Après avoir posé sa question, Bai Yuxiao resta silencieuse, se contentant de sourire en regardant Qin Xiaoyou. Cette dernière baissa la tête, jouant avec le bas de sa robe, sans savoir quoi répondre. Un instant, une rare douceur et une profonde tranquillité emplirent l'air.

Au bout d'un moment, Qin Xiaoyou et Bai Yuxiao dirent en même temps : « J'ai une question à te poser. » Puis, souriantes, elles ajoutèrent : « Vas-y, pose la question. » Voyant qu'elles avaient parlé à l'unisson à deux reprises, Qin Xiaoyou n'osa pas répondre, et Bai Yuxiao garda le silence. Après un moment d'attente, Qin Xiaoyou finit par se décider et dit enfin : « Vas-y, pose la question. »

Bai Yuxiao tendit la main pour toucher la tête de Qin Xiaoyou, mais pour une raison inconnue, sa main retomba à mi-hauteur. Après un moment d'hésitation, Bai Yuxiao demanda : « Xiaoyou, as-tu eu des soupçons à mon sujet ce jour-là ? »

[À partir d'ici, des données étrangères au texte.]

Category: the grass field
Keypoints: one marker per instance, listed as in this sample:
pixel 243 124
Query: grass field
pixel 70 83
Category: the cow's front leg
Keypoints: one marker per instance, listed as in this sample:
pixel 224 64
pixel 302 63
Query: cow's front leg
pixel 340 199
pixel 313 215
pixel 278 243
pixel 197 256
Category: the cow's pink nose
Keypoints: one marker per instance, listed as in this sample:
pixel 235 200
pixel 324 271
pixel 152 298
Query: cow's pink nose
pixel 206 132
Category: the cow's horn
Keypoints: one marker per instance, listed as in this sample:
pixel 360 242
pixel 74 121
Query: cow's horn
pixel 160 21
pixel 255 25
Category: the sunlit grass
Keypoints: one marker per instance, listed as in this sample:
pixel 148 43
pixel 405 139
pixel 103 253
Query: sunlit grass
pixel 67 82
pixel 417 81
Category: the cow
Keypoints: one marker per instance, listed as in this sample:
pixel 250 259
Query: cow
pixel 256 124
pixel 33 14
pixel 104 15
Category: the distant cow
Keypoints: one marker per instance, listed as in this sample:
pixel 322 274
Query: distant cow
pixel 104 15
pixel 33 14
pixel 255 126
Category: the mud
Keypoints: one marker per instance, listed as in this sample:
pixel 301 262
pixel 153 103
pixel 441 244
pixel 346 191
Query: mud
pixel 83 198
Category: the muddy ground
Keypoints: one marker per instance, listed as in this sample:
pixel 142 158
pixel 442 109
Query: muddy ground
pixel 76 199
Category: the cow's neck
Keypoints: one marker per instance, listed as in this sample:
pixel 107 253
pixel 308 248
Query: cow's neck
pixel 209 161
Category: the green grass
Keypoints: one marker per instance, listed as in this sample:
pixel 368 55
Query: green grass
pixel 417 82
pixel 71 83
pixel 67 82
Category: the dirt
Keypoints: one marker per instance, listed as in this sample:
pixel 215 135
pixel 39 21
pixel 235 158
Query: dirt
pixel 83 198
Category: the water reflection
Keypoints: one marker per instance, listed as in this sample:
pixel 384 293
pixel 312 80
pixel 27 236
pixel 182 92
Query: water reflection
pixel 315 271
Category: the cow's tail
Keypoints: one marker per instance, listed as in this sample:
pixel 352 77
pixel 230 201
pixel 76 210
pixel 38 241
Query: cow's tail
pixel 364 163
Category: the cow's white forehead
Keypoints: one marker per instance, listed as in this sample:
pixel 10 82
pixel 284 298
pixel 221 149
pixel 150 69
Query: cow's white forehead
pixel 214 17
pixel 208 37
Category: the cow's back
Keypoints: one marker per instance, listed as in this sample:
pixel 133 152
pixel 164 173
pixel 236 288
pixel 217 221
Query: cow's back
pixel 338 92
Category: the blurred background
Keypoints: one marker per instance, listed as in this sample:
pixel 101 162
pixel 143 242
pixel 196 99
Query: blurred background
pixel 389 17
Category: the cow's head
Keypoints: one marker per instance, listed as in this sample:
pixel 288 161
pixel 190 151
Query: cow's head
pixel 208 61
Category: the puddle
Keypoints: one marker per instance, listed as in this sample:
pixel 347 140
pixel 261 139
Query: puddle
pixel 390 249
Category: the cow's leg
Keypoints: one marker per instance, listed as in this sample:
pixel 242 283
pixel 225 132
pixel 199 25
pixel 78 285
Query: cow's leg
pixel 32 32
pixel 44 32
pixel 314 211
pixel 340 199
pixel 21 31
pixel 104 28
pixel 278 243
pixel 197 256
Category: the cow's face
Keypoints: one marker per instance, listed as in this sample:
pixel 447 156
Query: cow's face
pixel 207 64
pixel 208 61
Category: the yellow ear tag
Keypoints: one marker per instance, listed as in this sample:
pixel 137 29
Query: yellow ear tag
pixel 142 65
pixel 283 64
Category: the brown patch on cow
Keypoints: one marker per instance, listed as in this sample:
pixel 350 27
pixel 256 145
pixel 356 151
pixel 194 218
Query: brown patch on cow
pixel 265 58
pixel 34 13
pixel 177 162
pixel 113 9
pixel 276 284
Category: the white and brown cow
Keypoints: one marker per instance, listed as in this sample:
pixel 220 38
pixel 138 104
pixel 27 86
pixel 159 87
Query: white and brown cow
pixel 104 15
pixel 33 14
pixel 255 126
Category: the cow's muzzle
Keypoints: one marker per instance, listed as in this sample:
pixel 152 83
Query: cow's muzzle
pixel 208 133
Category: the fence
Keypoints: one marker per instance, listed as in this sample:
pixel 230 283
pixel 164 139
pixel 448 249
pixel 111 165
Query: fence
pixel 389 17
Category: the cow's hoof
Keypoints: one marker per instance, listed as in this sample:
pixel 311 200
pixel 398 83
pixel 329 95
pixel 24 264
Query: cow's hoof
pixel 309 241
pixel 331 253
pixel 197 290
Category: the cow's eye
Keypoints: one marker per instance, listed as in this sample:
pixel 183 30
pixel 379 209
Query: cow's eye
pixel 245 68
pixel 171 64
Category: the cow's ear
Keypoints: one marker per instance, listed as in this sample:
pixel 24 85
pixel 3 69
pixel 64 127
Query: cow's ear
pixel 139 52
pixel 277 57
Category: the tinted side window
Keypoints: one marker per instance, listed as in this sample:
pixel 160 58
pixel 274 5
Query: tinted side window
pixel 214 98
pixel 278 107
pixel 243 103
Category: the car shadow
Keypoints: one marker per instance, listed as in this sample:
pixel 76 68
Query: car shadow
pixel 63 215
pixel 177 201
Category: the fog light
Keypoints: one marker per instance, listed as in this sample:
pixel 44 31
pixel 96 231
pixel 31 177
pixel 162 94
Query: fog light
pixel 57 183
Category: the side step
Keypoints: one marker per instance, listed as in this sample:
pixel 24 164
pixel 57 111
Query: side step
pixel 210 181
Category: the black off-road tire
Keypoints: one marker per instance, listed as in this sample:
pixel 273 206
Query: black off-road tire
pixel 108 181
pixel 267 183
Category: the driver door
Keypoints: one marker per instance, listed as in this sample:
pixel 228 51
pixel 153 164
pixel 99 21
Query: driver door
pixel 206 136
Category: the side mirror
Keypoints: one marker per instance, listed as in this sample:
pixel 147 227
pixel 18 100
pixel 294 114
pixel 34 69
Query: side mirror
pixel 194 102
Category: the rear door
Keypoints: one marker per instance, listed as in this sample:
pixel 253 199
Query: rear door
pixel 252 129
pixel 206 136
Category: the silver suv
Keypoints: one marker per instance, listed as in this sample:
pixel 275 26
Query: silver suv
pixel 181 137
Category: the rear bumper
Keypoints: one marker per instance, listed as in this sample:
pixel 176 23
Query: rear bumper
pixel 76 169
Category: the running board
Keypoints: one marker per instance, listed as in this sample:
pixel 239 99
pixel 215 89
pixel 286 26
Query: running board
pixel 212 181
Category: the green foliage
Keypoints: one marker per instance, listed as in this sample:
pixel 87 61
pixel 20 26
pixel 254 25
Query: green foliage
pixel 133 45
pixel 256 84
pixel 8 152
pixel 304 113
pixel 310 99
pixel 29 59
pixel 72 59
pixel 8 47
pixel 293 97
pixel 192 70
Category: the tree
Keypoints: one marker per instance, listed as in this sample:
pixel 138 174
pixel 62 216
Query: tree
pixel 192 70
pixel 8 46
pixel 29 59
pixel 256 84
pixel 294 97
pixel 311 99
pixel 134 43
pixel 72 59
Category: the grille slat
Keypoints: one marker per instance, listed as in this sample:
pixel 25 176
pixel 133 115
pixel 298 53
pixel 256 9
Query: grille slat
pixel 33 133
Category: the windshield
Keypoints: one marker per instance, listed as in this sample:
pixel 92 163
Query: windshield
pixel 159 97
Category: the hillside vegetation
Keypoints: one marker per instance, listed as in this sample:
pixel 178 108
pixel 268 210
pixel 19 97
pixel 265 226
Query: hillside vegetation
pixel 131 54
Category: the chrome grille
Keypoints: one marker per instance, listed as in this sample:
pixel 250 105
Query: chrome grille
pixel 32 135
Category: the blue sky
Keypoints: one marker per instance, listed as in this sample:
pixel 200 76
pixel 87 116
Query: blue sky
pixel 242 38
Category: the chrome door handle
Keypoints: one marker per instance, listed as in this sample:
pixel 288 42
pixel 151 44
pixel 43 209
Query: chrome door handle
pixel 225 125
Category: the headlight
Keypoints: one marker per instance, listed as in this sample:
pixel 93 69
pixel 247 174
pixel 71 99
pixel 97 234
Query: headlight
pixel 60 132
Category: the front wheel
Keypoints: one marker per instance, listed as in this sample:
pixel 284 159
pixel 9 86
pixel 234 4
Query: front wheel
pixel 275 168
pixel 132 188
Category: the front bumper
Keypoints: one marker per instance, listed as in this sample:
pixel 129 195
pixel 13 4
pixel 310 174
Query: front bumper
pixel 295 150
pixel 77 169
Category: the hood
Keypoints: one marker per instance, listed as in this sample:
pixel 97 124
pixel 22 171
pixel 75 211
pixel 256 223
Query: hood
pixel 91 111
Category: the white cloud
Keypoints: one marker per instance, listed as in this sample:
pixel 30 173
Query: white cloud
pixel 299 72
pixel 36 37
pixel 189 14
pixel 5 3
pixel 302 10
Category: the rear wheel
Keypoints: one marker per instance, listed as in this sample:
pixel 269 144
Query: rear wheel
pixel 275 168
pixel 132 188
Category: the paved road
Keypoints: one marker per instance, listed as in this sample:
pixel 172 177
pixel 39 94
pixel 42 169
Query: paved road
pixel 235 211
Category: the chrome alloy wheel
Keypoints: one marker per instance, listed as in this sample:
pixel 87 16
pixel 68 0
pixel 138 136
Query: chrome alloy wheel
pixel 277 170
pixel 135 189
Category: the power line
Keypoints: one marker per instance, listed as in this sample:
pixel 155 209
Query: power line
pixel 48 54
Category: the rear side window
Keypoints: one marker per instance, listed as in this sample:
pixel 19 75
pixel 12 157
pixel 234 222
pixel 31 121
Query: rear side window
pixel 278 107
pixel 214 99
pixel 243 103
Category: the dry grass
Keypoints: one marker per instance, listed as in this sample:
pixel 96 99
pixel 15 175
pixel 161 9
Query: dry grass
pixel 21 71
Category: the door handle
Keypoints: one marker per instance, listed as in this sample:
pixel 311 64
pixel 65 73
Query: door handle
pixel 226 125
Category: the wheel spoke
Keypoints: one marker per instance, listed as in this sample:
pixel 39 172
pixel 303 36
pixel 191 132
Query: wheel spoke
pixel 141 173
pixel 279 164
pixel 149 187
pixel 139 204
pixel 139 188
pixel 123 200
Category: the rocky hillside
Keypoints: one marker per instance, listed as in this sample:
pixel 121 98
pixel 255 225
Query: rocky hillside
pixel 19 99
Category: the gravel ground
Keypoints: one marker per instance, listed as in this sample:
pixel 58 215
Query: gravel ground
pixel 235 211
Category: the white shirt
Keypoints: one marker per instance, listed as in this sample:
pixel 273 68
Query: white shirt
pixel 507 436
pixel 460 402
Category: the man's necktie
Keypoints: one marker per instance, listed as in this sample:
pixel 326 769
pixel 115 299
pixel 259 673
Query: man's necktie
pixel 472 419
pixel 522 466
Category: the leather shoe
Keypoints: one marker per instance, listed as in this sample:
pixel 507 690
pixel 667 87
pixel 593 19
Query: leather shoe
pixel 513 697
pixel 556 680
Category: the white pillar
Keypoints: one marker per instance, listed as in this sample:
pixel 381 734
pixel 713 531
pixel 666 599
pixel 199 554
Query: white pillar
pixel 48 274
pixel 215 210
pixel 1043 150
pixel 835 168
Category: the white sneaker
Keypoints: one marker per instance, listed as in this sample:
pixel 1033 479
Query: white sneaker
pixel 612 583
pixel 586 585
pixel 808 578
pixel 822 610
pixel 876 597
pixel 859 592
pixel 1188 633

« Quand ? » demanda Qin Xiaoyou, l'air perplexe.

« Ce n'est pas grave si tu ne te souviens pas. » Bai Yuxiao poussa soudain un soupir de soulagement et prit Qin Xiaoyou dans ses bras.

En humant le doux parfum d'orchidée qui émanait de Bai Yuxiao, Qin Xiaoyou ressentit un bonheur immense, le cœur empli d'une émotion indescriptible. Peut-être était-ce là le véritable bonheur.

Soudain, Qin Xiaoyou tendit la main et piqua la poitrine de Bai Yuxiao du doigt : « Quel genre d'encens utilises-tu sur tes vêtements ? »

Bai Yuxiao fut surpris et ne comprit pas pourquoi Qin Xiaoyou lui posait soudainement cette question, mais il secoua honnêtement la tête : « Je n'ai pas utilisé d'encens. »

« Absurde ! Si tu étais inutile, d'où viendrait le parfum sur ton corps ? » Qin Xiaoyou n'y croyait pas.

« Du parfum ? Quel parfum ? » Bai Yuxiao était encore plus perplexe. Depuis quand sentait-il le parfum ? Il n'en savait rien.

Relevant la tête de l'étreinte de Bai Yuxiao, Qin Xiaoyou examina attentivement l'expression de l'homme. Voyant qu'il ne semblait pas mentir, elle renonça à lui demander quel type d'encens utilisait Bai Yuxiao et décida d'en acheter pour parfumer ses vêtements plus tard.